The discussion got me to thinking so I looked up some old (ancient) notes of mine from college. The class was on historiography and we read several books on the subject, but my notes have this to say about the art of writing history:
The two primary decisions a historian makes in writing his books or monograph are:
PURPOSE: What is the book supposed to do? Here is the list of possible purposes given:
1. To describe a new or relatively undeveloped area of history
2. to present new research
3. to present new analysis or conclusions
4. to present new aspects of an already covered era or event
5. to provide a coherent narrative of an event previously not covered
in such a fashion
6. to provide the history to a new audience
7. to persuade an audience of some conclusion, new or old
8. To simply entertain.
While these goals are not mutually exclusive, having more than two or three for one book is very ambitious.
The audiences can be varied too:
1. Scholars in a particular field of study
2. Academia, either a particular discipline or in general
3. An unrelated field in an effort to establish some cross-fertilization.
4. All interested groups or parties in a society or field of interest-
5. The general public
Again, it is very difficult to write a book with more than one audience in mind.
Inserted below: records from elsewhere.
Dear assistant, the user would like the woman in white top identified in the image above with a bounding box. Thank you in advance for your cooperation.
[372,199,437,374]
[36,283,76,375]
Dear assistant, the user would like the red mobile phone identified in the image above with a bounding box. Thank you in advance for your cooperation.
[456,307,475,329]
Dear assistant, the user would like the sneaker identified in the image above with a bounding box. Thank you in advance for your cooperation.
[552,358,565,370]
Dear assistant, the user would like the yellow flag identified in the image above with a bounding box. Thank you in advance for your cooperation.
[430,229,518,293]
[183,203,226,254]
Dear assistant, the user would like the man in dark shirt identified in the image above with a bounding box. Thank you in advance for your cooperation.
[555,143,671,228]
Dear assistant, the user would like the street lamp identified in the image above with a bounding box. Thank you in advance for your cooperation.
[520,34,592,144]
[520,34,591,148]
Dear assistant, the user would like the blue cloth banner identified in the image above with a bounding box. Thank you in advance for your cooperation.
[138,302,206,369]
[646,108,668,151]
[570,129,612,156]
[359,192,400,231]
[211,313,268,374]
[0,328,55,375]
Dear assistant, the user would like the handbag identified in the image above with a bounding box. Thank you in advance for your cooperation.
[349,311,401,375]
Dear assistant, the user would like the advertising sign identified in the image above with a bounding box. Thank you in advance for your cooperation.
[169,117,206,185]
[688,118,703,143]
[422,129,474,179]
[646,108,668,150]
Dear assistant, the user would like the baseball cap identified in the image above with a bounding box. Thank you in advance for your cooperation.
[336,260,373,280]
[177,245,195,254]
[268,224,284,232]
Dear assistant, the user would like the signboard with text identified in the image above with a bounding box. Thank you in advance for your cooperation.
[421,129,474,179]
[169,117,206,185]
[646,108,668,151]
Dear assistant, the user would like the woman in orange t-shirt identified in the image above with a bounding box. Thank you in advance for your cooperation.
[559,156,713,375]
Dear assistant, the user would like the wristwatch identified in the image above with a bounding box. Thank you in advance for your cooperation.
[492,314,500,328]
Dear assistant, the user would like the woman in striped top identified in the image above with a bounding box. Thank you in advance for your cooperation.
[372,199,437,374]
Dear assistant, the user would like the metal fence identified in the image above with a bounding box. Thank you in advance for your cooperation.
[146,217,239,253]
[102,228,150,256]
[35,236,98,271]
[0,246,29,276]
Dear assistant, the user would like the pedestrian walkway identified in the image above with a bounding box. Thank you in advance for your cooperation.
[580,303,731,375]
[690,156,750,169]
Different audiences demand different things from a work of history.
This last point is very important. When wargamers started reading and researching history, they started asking different questions and demanding far different kinds of history and books from authors than other audiences. (Don't blame Petre for that.) It created "new histories" and new research, not because the information hadn't been available before, but because the questions hadn't been asked before. You see that in just the discussions of just maps.